In any case, this team was amazing. Anchored, this team won the World Cup in '98, then the Euro in 2000 and the Confederations Cup in 2001. That is one hell of a run. If not for a shocking and bizarre first-round departure at the 2002 World Cup, these guys would have been even higher.
6. France, 1996-2001
In the history of the World Cup, only two teams have repeated as champions. One of those were the 1934-38 Azzurri. This fact alone is enough to put this squad in the top 5. However, we cannot put them any further on account of the lack of secondary championships in their era. Today, teams have more opportunities to prove themselves, and the fields in every tournament are deeper thanks to the much more difficult qualification processes. So Team Italia from the 1930s will have to be content with being ranked the fifth greatest national squad of all time.
5. Italy, 1934-1938
West Germany's victory of the Netherlands at the 1974 World Cup was viewed as an upset at the time. However, this team was no fluke. They were semi-finalists at the 1970 World Cup, winners of the 1972 Euro, and then finalists at the 1976 Euro. That's an awful lot of winning. So while the Dutch squad from this era may be more historic, you have to give the West Germans their place in history.
4. West Germany, 1970-76
The only other team, besides Italy in 1934 and 1938, to win two consecutive World Cups? Obviously, that's Pele's Brazil. They won the Cup in 1958, then won it again in 1962.
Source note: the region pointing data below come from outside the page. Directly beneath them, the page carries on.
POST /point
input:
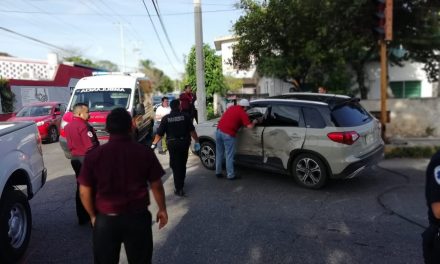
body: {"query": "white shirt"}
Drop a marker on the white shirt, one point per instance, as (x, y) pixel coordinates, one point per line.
(161, 112)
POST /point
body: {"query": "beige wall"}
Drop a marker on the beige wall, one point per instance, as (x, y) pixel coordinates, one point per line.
(410, 117)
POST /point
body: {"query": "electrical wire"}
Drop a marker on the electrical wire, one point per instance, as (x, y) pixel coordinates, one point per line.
(165, 30)
(157, 35)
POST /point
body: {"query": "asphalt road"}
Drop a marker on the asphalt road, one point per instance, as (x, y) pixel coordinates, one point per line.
(261, 218)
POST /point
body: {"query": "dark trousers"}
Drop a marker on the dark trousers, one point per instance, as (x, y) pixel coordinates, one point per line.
(431, 245)
(178, 149)
(134, 230)
(82, 214)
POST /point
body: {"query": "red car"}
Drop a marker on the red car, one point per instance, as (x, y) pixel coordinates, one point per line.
(47, 115)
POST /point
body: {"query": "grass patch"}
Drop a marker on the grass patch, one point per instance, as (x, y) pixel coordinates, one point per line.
(410, 152)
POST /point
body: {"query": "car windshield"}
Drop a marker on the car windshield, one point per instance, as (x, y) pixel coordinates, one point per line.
(40, 110)
(102, 99)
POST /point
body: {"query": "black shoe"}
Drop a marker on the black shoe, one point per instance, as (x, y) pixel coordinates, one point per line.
(180, 193)
(83, 221)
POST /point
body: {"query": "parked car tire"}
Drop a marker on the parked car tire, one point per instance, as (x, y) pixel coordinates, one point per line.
(53, 135)
(207, 154)
(15, 225)
(309, 171)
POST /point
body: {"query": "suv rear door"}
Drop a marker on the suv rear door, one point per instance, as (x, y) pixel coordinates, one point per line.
(284, 132)
(249, 148)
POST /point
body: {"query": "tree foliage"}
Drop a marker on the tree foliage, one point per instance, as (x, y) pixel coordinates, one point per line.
(107, 65)
(325, 42)
(214, 79)
(161, 82)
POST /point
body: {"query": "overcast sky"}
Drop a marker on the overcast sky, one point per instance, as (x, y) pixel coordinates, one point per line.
(93, 27)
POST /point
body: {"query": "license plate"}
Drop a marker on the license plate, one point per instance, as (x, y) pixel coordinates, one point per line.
(369, 139)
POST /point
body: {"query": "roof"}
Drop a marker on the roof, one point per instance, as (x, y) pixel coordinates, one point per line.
(44, 103)
(328, 99)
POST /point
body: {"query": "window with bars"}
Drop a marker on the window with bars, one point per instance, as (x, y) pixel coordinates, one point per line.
(406, 89)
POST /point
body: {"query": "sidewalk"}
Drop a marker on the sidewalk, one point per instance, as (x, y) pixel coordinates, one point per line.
(414, 141)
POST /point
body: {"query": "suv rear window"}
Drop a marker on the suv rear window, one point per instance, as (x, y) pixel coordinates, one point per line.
(350, 114)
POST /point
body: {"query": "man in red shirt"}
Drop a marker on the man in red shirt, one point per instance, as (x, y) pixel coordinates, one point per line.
(114, 183)
(231, 121)
(81, 138)
(187, 101)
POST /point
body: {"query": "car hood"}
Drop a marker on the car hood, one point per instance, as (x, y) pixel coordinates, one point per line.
(29, 118)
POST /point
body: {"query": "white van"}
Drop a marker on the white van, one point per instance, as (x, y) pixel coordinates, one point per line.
(106, 91)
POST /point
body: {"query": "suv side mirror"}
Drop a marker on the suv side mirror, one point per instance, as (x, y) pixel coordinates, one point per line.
(140, 110)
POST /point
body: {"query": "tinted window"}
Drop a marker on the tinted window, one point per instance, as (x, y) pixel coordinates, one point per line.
(284, 115)
(313, 118)
(349, 115)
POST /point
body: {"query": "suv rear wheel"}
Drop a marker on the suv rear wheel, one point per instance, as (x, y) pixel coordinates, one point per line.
(207, 155)
(309, 171)
(15, 226)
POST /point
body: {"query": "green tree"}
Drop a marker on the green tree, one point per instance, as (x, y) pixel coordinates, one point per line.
(214, 79)
(325, 42)
(233, 84)
(161, 82)
(108, 65)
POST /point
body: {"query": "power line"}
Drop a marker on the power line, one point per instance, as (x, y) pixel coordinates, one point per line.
(165, 30)
(33, 39)
(121, 15)
(157, 35)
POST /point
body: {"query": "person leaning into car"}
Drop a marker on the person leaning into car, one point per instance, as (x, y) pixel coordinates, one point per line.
(431, 236)
(81, 138)
(179, 129)
(231, 121)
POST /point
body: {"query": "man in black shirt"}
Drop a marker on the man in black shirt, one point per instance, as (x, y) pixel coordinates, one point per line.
(179, 129)
(431, 236)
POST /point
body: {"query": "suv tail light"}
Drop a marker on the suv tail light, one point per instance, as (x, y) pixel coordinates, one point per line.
(347, 138)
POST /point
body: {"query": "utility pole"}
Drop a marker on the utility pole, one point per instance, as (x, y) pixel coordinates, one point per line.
(384, 29)
(121, 30)
(200, 62)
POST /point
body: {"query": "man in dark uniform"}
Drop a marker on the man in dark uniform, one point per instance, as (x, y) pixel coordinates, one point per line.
(114, 183)
(81, 138)
(179, 129)
(431, 236)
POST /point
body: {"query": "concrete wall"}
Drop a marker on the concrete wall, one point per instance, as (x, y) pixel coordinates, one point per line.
(409, 72)
(410, 117)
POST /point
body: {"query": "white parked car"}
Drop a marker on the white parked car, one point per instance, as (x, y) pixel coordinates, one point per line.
(312, 137)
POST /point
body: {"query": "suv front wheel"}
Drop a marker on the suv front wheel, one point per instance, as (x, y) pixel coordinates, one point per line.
(309, 171)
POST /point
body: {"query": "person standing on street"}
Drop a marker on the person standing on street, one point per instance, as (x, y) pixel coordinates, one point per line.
(81, 138)
(431, 236)
(231, 121)
(187, 99)
(179, 129)
(163, 110)
(114, 184)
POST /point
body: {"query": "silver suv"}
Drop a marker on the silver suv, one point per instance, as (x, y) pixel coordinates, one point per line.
(312, 137)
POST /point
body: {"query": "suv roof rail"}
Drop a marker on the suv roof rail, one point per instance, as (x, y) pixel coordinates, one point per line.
(134, 74)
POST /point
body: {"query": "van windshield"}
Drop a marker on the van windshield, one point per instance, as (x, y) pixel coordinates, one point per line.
(102, 99)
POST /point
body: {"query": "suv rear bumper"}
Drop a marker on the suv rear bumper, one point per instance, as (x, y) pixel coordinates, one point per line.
(366, 161)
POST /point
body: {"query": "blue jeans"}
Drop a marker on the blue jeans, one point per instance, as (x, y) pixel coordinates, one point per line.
(225, 144)
(159, 143)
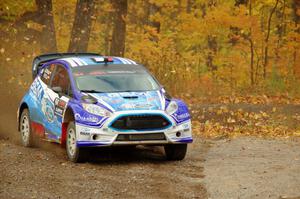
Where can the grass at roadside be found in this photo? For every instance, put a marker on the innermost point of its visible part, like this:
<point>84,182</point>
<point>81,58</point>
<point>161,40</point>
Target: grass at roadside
<point>268,117</point>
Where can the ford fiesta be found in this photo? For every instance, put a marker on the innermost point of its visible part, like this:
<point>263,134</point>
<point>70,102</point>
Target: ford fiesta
<point>86,100</point>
In between, they did pretty good at the South American championships. However, that event wasn't as organized or prestigious as it is today. Hell, they actually held two tournaments in 1959, crowning two separate champions. Thus, teams like Brazil didn't take it seriously, and often did not send their top players like they do now. So you can't count their lack of regional success against them. When it mattered most, this team showed up and dominated the competition.
3. Brazil, 1958-62
With this team, I had a quandary. They only won one major championship. However, that championship—the 1970 World Cup—is considered by most experts to be the greatest ever played. And this team dominated the tournament like no team had ever done before. They went 3-0 in the group stage with a +5 goal differential. Then they won their knockout games by scores of 4-2, 3-1, and 4-1, playing what people said was the most beautiful soccer ever.
So despite the fact that this team was short-lived, I couldn't very well leave them off the list. Their legend is too great.
(And no, it's not the same Brazil squad that won the 1962 World Cup. The only holdover from that team was Pele, who obviously was not the same player in 1970 that he was in 1962.)
2. Brazil, 1970
Yep, it's official. The current Spain squad is the greatest national soccer team of all time. And it's not just because they won three consecutive major tournaments in an era where doing so is more difficult than it used to be. It's also because they did it with such style. For 5 years now, this team has been almost invincible. They've lost only 2 competitive matches during that span. Two!
Some might look back at the 2010 World Cup and see that they won each of their knockout games by a score of 1-0 and say they were lucky. But if you watched the games, you understand. This team was so utterly dominant, so much better than their opponents, that the only hope their opponents had was to put all 11 players behind the ball at all times.
When other teams feel they have no choice but to take that approach, you're pretty good.
Of course, Italy didn't take that approach against them in the finals of Euro 2012 Sunday...and they got scorched 4-0.
So congrats to Spain: the most dominant national soccer team of all time.